Sure, teevee snobs turn their noses up at Monk (We are looking at you, EW's Ken Tucker, Monk Nation Public Enemy number one). But then, they turned their noses up at the wonderfully playful Cougarland as well and seem congenitally incapable of fun.

Tom does. And Tom is. We await with baited breath his next class act.



Out: The Tragedy of Senator John McCain. The McCain Amendment, a cynical ploy to derail the Obama administration's emerging health care plan failed yesterday. So much the better.

McCain's peculiar sourness at losing the 2008 Presidential campaign should, at this point, have already melted into a buttery acceptance. He is not the first man to lose the Presidency in the glagiatorial fundament. The grace in which Mitt Romney accepted his defeat but supported the nominee -- and, most recently, the endearing statesmaniship of John Kerry -- is the model for elegance in defeat. Character is, after all, destiny (at least that's what McCain says).

Then again, the airing of these political sour grapes by McCain should come as no surprise. The hot-headed Arizonan was defeated by the President in the contentious 2008 election. He coveted that job for more than a decade and obviously never quite got over the loss. Senator McCain has never made a secret of the fact that he questioned Barack Obama's qualifications for the Oval Office.
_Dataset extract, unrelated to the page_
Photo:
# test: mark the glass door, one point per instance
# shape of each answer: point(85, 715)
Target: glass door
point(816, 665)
Since then, McCain has been a consistent burr in the President's saddle, even going so far as to obnoxiously chide the President over Marine One. If McCain couldn't have it ...
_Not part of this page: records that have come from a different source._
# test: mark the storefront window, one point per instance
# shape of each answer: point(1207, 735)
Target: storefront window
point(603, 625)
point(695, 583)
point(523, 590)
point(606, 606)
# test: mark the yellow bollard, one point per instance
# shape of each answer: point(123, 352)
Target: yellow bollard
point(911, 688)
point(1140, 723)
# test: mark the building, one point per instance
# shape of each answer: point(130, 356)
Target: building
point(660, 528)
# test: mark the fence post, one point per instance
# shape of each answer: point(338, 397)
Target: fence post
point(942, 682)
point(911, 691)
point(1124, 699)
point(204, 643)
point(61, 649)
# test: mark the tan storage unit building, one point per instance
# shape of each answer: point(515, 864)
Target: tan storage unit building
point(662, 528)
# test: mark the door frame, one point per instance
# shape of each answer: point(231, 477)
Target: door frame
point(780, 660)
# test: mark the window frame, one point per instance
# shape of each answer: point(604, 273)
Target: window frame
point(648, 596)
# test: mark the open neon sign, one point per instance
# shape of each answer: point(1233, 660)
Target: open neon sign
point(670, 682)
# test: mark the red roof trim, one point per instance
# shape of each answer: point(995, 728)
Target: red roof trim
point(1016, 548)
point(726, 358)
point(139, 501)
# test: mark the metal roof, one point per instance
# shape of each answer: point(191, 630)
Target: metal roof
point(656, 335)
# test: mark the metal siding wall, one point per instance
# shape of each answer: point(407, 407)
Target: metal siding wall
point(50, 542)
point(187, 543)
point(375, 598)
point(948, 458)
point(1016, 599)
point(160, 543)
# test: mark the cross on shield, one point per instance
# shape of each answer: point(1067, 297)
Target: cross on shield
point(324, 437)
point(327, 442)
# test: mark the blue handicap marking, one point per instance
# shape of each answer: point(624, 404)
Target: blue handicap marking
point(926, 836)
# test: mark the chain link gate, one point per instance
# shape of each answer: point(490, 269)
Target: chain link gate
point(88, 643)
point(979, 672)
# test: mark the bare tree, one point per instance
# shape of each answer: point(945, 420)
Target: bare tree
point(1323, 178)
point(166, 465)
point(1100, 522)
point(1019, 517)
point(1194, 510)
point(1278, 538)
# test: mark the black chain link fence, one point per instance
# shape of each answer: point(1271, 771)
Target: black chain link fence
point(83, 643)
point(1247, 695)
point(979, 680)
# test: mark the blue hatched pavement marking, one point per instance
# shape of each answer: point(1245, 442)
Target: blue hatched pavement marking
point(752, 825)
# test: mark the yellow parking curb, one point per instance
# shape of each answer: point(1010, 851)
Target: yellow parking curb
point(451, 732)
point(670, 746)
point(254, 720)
McCain has a history of cartoonishly vilifying his opponents. Even before the former prisoner of war referred to then-Senator Obama as "that one (with an actual hissing sound)," he had a contentious relationship with that jocular dunce George Bush. McCain, in fine, never really forgave Bush for the brutal South Carolina primary in 2000. It is ironic that the title of McCain's book, Character is Destiny, informs, negatively, his sportsmanship after losing hard fought elections.

That sourness is sad and unhelpful to our democracy. It was the wisdom of the American electorate last November to keep such a man away from the Presidency.